You’ve said a couple of times that elections officials from around the country are worried about what happens in Arizona affecting trust in elections more generally. And I think it’s worth saying that there’s nothing wrong with questioning the results of an election and reviewing them extensively, because, of course, it’s one of the most important democratic processes we have in this country. We want to make sure it’s accurate. So can you clarify a little bit why they’re saying this particular investigation could be so damaging?
It’s the opportunity for error in the way that this is set up. That’s the thing I hear again and again and again. When you’re using a process that not only differs so sharply from the process that was used in November, but also differs from really any kind of process that’s contemplated in Arizona’s policies, it’s highly likely that you’re going to have mistakes, you’re going to have errors. You add to that that observers have reported again and again seeing people changing policies on the fly, seeing confusion among people working on the process of how this is supposed to work. The concern I hear again and again is not that this is a review of the election but rather that there’s just so much opportunity for error here. That’s the concern I hear is that this is what’s going to really diminish people’s confidence in the electoral process, that that’s what’s going to fuel conspiracy theories. It’s what’s going to feed misinformation.
The elections officials that I talked to, the thing they’re most concerned about is that no matter what the results are, this has really just dented voter confidence.
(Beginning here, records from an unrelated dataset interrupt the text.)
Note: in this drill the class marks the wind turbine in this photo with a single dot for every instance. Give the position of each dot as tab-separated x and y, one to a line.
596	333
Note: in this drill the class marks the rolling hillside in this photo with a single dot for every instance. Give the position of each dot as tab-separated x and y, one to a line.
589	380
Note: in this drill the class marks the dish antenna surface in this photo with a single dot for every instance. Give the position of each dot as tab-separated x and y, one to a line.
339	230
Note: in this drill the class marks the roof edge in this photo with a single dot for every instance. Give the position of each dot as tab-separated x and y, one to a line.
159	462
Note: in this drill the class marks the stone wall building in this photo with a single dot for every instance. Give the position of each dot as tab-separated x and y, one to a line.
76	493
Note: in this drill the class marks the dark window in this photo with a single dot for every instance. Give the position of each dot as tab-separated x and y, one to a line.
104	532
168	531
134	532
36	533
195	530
If you look at the process and the mistakes that they expect there will be in a process like this, there’s no way it’s going to match what you got in November. And then you put the seal of the state of Arizona on that. You put that out there and say, “Aha, look, the results changed. What’s the deal?” The concern I hear from Republicans and Democrats who oversee elections is that that’s just going to fuel conspiracy theories. That’s just going to further undermine confidence in the democratic process.